The death of Lord Goodman earlier this year deprives the Galton Institute of one of its most illustrious Fellows. Harry Armytage, a past President of the Institute who knew him over a period of sixty years, has written the following memoir.

To a poor history exhibitioner in his first year at Downing College Cambridge, to be addressed in the common room by Aby Goodman was a more intimidating experience than to be interrogated by one’s tutor. His knowledge of the details of the victims of a typhoid outbreak at Croydon public baths - a case in which he made a precocious legal debut - was so astonishing that one found it difficult not to call him "Sir". His very presence transcended the College and his seeming omniscience was exercised far beyond its walls.

His capacity for getting things done subsequently enabled him to combine a successful legal career with the chairmanships of some nineteen organisations, ranging from race-tracks to childhood trusts, eliciting from Tam Dalyell the tribute of being "the most resourceful man in public life". He even managed to get himself to the beachhead at Normandy, despite being precluded from active military service.

He set up the Arts Council working party on obscenity, chaired by John Montgomery, out of which emerged the "Defence of Literature" group which fought many censorship cases in the 1960s that could be said to have determined the climate of opinion on such matters. During the last three decades of his life he was one of the most potent presences wherever ideas were being bandied about.

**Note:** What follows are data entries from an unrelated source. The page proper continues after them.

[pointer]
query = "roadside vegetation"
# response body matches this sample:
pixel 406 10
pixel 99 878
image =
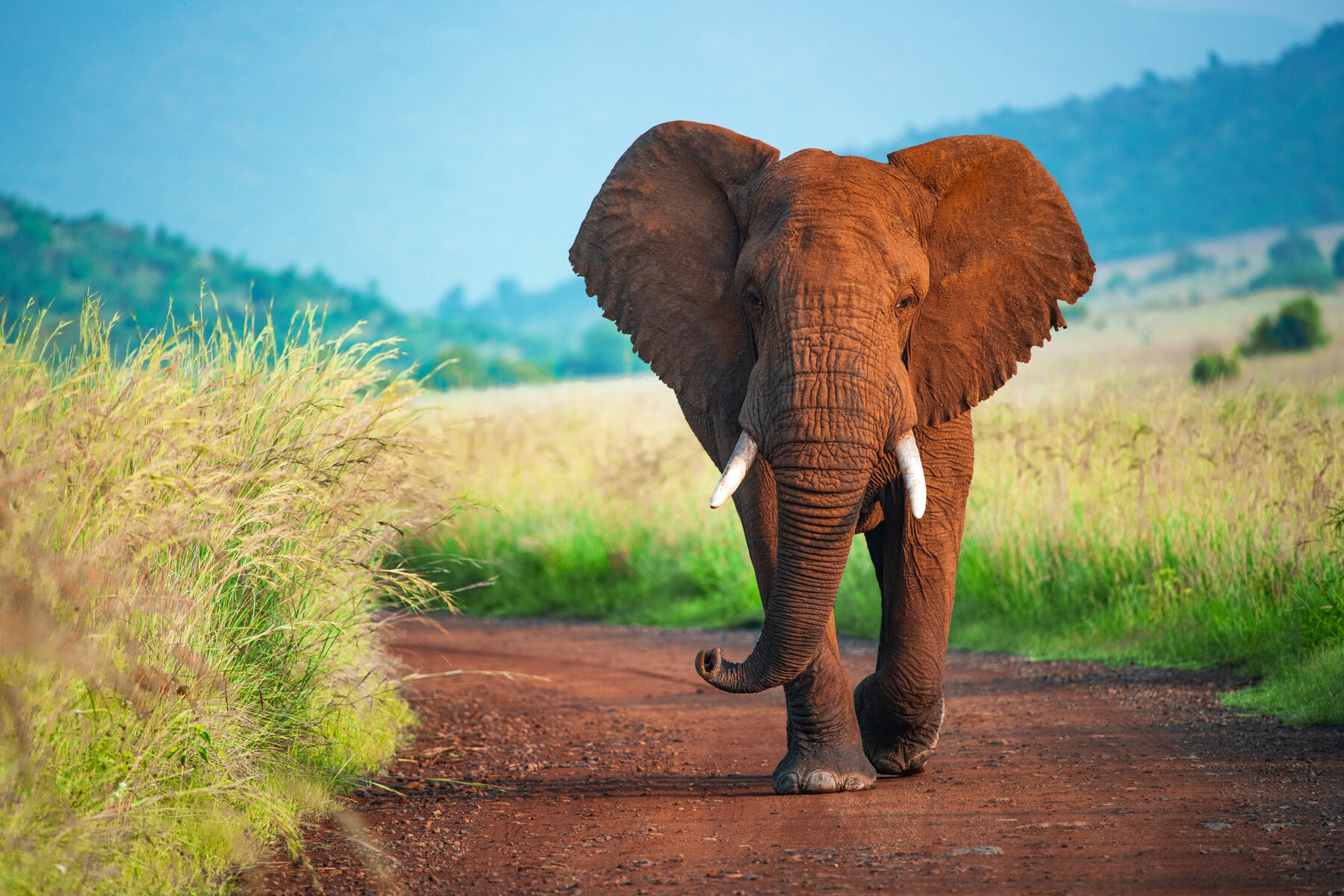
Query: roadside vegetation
pixel 1125 517
pixel 190 534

Needless to say, Lord Goodman joined the Eugenics Society and displayed a command of the subject and its history which, once again, astounded the author of this brief memoir. He became a Fellow in 1951 and served on the Society’s Council from 1977 to 1984 and though, inevitably, he was unable to attend many of its meetings he meticulously sent his elegant apologies adding, in his own hand, "but you know where I am if you need me" or some equivalent sentiment.

In 1993 some 400 of his friends attended a banquet in the Hall of Lincoln’s Inn to celebrate the publication of his autobiography. Its apt title Tell Them I’m On My Way prompted the obituarist of the Times, on 15 May 1995, to regret that "that way lay as Chairman of the Trustees of the Observer". Galton Institute members can be gratified that it also lay in the way of an attachment to our own intellectual concerns.